Effects influencing focusing in synthetic aperture vector flow imaging.

Previously, a synthetic aperture vector velocity estimation method was proposed. Data are beamformed at different directions through a point, where the velocity is estimated. The flow direction is estimated by a search for the direction where the normalized cross-correlation peaks and the velocity magnitude along this direction are found. In this paper, different effects that influence the focusing in this method are investigated. These include the effect of phase errors in the emitted spherical waves, motion effects, and the effect of various interpolation methods in beam-forming. A model based on amplitude drop and phase error for spherical waves created using the virtual source concept is derived. This model can be used to determine the opening angle of a virtual source. Simulations for different virtual source placements are made, and it is recommended that the virtual sources be placed behind the aperture when shallow structures are imaged, and when deeper-lying structures are imaged the virtual sources be placed in front of the aperture. Synthetic aperture methods involve summation of data from numerous emissions. Motion between these emissions results in incoherence and affects resolution, contrast, and the signal-to-noise ratio. The effects of motion on the synthetic aperture vector velocity estimation method are investigated, and it is shown that for both axial and lateral motion, the contrast and signal-to-noise ratio can be seriously affected. A compensation method using the previous vector velocity estimate, when new data are beamformed, is implemented and tested.

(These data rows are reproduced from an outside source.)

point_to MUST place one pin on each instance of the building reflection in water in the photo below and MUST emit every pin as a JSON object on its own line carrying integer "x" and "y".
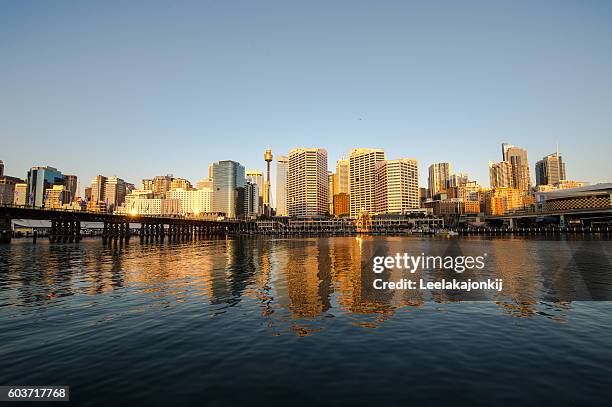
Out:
{"x": 300, "y": 284}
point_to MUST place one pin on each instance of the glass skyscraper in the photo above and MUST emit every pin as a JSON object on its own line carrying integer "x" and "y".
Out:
{"x": 228, "y": 183}
{"x": 39, "y": 180}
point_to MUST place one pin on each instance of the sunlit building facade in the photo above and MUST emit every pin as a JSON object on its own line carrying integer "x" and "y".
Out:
{"x": 308, "y": 183}
{"x": 362, "y": 173}
{"x": 282, "y": 172}
{"x": 228, "y": 176}
{"x": 397, "y": 186}
{"x": 439, "y": 173}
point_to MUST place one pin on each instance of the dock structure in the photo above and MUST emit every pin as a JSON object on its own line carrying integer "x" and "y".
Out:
{"x": 66, "y": 224}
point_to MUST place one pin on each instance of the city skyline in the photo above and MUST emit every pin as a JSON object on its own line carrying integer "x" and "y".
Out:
{"x": 418, "y": 80}
{"x": 332, "y": 168}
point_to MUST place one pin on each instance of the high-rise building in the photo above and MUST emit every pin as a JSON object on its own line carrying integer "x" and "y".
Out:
{"x": 161, "y": 185}
{"x": 341, "y": 177}
{"x": 180, "y": 183}
{"x": 71, "y": 184}
{"x": 147, "y": 184}
{"x": 114, "y": 192}
{"x": 307, "y": 185}
{"x": 282, "y": 170}
{"x": 256, "y": 177}
{"x": 330, "y": 179}
{"x": 456, "y": 180}
{"x": 56, "y": 197}
{"x": 439, "y": 173}
{"x": 500, "y": 174}
{"x": 499, "y": 201}
{"x": 20, "y": 194}
{"x": 39, "y": 180}
{"x": 362, "y": 179}
{"x": 517, "y": 157}
{"x": 193, "y": 201}
{"x": 7, "y": 187}
{"x": 228, "y": 177}
{"x": 204, "y": 183}
{"x": 266, "y": 194}
{"x": 342, "y": 204}
{"x": 550, "y": 170}
{"x": 98, "y": 189}
{"x": 251, "y": 201}
{"x": 397, "y": 186}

It is shown from a number of flow phantom experiments that a significant improvement with respect to bias and standard deviation of the velocity estimates can be obtained by using this compensation. Increased performance is gained at the expense of computation time. Different interpolation methods can be used for beam-forming the data. In this paper, the velocity estimation performance using various more complex interpolation schemes are compared to that using linear interpolation. No significant difference in the performance of the method is seen when other interpolation methods are used.